Keempat dokter tersebut memperingatkan bahwa anak-anak tersebut berada dalam risiko kematian dalam beberapa pekan mendatang. Salah satu dari mereka, Feroze Sidhwa, seorang ahli bedah trauma dari California, mengungkapkan bahwa banyak dari anak-anak itu hanya membutuhkan perawatan sederhana. Ia mencontohkan seorang bocah berusia tiga tahun yang mengalami luka bakar di lengannya—lukanya telah sembuh, tetapi jaringan parut yang terbentuk mulai menghambat aliran darah, sehingga ia berisiko mengalami amputasi.

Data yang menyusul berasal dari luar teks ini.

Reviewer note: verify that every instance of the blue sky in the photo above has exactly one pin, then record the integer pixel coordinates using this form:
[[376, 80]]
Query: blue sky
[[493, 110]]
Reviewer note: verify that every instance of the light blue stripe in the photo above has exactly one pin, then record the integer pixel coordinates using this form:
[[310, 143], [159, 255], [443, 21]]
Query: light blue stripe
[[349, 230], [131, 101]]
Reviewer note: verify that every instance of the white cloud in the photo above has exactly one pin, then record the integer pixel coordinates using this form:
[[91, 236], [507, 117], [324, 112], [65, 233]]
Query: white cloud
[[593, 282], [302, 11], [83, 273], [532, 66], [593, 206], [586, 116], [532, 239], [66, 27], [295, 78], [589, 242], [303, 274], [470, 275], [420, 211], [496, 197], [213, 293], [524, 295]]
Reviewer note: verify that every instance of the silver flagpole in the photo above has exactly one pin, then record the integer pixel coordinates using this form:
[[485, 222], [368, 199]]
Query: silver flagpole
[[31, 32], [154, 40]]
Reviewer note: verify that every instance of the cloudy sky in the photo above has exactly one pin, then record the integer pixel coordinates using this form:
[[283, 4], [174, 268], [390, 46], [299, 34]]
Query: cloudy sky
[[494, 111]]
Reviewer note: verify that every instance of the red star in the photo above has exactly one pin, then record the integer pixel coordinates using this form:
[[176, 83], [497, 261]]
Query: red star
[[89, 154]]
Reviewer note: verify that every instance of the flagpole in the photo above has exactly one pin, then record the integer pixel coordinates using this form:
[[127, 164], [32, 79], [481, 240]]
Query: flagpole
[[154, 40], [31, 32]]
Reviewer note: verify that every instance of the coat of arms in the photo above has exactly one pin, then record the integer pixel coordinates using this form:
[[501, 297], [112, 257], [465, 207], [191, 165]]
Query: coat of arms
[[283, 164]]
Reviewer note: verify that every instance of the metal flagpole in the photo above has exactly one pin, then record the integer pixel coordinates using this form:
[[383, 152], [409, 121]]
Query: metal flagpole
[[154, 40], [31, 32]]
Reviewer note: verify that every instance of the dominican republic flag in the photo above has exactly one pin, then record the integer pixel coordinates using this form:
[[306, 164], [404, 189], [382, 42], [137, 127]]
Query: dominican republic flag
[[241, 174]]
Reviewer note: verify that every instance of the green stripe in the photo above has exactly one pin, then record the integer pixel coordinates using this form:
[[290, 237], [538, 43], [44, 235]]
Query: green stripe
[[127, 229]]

Ayesha Khan, seorang dokter darurat dari Stanford University Hospital, berbagi kisah dua anak perempuan bersaudara yang mengalami amputasi dan harus berbagi satu kursi roda. Mereka menjadi yatim piatu akibat serangan yang mencederai mereka. “Satu-satunya kesempatan mereka untuk bertahan hidup adalah dievakuasi untuk mendapatkan perawatan medis,” ujar Khan.
Namun, proses evakuasi menghadapi hambatan besar. Khan menjelaskan bahwa banyak anak hanya diperbolehkan bepergian dengan satu pendamping. Ia menyoroti kasus seorang bibi yang harus memilih antara membawa kedua keponakannya atau tetap bersama bayinya yang masih menyusui, karena aturan saat ini tidak mengizinkan lebih dari satu pendamping.

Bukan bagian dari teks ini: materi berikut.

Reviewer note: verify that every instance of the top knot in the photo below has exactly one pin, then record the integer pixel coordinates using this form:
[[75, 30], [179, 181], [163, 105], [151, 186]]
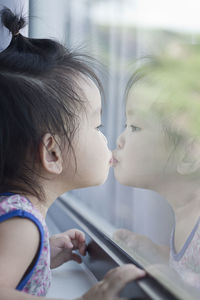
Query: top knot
[[11, 21]]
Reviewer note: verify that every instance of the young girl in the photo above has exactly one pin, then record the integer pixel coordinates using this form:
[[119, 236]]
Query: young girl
[[50, 114], [159, 150]]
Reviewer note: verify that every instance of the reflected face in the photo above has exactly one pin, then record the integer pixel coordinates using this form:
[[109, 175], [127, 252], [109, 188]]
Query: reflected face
[[143, 149], [90, 145]]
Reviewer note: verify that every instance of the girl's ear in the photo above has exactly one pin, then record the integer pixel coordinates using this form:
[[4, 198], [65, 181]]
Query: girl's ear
[[50, 154], [189, 163]]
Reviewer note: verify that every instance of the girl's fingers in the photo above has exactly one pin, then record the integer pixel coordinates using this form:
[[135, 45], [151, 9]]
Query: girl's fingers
[[76, 258]]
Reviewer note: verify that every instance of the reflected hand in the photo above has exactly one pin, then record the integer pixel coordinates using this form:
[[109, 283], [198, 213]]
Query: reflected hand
[[113, 282], [63, 244]]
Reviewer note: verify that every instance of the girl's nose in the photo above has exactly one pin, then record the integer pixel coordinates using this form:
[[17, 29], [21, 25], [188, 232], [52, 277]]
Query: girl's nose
[[120, 141]]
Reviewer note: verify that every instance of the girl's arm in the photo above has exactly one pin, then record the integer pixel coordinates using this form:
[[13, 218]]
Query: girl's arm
[[19, 244]]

Dokter-dokter yang bertemu dengan Guterres mendesak adanya mekanisme evakuasi medis yang terpusat dengan pedoman yang jelas. Thaer Ahmad, seorang dokter ruang gawat darurat dari Chicago, menyatakan bahwa meskipun ada kesepakatan gencatan senjata yang seharusnya mencakup mekanisme evakuasi medis, hingga kini belum ada kejelasan mengenai proses tersebut. Khan juga memperingatkan adanya kekhawatiran bahwa perlintasan Rafah dibuka hanya untuk keluar tanpa hak untuk kembali.
Dalam pertemuannya dengan para dokter, Guterres mengungkapkan keprihatinan mendalam atas kondisi anak-anak di Gaza. “Saya sangat tergerak oleh kesaksian para dokter yang telah bekerja di Gaza. Ada 2.500 anak yang harus segera dievakuasi dengan jaminan mereka dapat kembali ke keluarga dan komunitas mereka,” tulisnya dalam sebuah unggahan di platform X (sebelumnya Twitter).

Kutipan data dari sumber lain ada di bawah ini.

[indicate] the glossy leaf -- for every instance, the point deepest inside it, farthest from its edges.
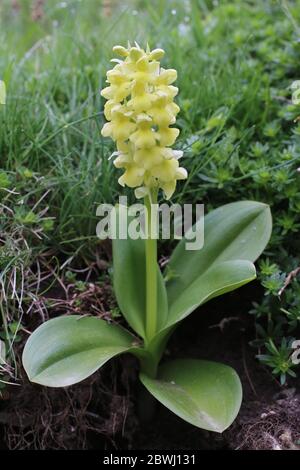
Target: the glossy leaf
(129, 273)
(221, 278)
(66, 350)
(237, 231)
(203, 393)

Hingga saat ini, COGAT—lembaga pertahanan Israel yang berkoordinasi dengan Palestina—dan misi Israel untuk PBB belum memberikan tanggapan atas permintaan evakuasi yang disampaikan oleh Guterres dan para dokter. Sebelum gencatan senjata, Organisasi Kesehatan Dunia (WHO) melaporkan bahwa sejak agresi dimulai pada Oktober 2023, mereka telah membantu mengevakuasi 5.383 pasien, sebagian besar dievakuasi dalam tujuh bulan pertama sebelum penutupan perbatasan Rafah antara Mesir dan Gaza. Meskipun ada seruan mendesak dari komunitas internasional, hingga kini belum ada kepastian kapan dan bagaimana evakuasi medis bagi 2.500 anak Palestina ini akan dilaksanakan.
Sumber:
***
Kunjungi situs resmi Adara Relief International
Ikuti media sosial resmi Adara Relief di Facebook, Twitter, YouTube, dan Instagram untuk informasi terkini.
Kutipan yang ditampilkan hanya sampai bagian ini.